Most of them don't get down into the groundwater. And they're so deep that it doesn't cause that much of a problem. Other things that are being done are pervious landscaping, so that your water doesn't all run off on the street and sheet out and go out into the ocean in a big plume with everything else that's in the pipe. It filters down through the landscape and stays in there.
One of the things that's happening with fertilizing is that some of the newer farm equipment is able to actually read what levels of fertilizer are needed. So instead of running your fertilizing equipment over the whole field and putting on the maximum amount, you can tailor fertilizer to what the crops need. And then, number one, you don't waste fertilizer. You don't have the expense of the excess fertilizer, and you don't have it running off to the ocean.

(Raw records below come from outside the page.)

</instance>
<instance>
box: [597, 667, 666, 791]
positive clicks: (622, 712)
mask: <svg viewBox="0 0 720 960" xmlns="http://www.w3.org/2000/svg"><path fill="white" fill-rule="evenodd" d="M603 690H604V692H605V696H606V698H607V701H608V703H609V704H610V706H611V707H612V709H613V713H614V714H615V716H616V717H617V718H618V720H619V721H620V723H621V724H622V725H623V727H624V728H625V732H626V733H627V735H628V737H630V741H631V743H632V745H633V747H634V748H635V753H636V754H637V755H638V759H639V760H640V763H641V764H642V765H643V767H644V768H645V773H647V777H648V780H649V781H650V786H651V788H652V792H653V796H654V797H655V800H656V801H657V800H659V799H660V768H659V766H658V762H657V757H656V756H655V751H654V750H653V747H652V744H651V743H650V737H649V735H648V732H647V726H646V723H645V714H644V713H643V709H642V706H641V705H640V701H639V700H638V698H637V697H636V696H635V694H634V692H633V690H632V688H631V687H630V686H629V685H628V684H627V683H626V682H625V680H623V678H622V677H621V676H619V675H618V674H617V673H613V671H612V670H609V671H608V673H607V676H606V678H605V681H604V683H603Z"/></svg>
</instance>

There are actually at least half a dozen-- well, one of the things we found with the lake up in Pajaro that had the cyanobacterial blooms is that we were able to get the community involved and use alum to precipitate out the existing bacteria and then put big mats of floating vegetation in to absorb the phosphates so the phosphate levels wouldn't get so high that we got cyanobacterial blooms. So there are a bunch of ways of bioengineering and geoengineering to decrease the outflow and trap some of these various nutrients and parasites and pathogens.
Unfortunately, I didn't give you a very good answer. I just grabbed on to one thing that was available through that illustration. One of the things we're doing in some of the sloughs and waterways that serve some of the farmlands is increasing the vegetative buffer so that there is more a vegetation to grab on to some of these nutrients and flocculants, and things like that.
It's not a matter of sea otters versus the farmers. Many of the solutions that we're working out are beneficial to everybody. And it isn't an oppositional situation of, gee, you can have sea otters, or you can have cheap lettuce. It's not a simple one or the other type situation. You can have both.
MODERATOR: Great. Well, let's thank Dr. Jessup and Dr. Radcliffe again for this inspirational learning journey again.
[APPLAUSE]
Most existing and emerging infectious diseases have their origin in animal populations. In the wake of the COVID-19 pandemic the need to understand the cause and impacts of wildlife diseases, as well as how to manage them, has only become increasingly salient. In a November 2024 Chats in the Stacks book talk at Mann Library, Robin Radcliffe, associate professor of practice in Wildlife and Conservation Medicine in the Veterinary School, and David Jessup, former senior wildlife veterinarian of the California Department of Fish and Game and former executive manager of the Wildlife Disease Association, presented a discussion of their co-edited volume "Wildlife Disease and Health in Conservation" (Johns Hopkins University Press, 2023). The book combines theory and practice, offering cutting-edge scientific information to aid in planning for, responding to, and conducting research on these serious challenges to both human and wildlife health, and to conservation efforts around the world.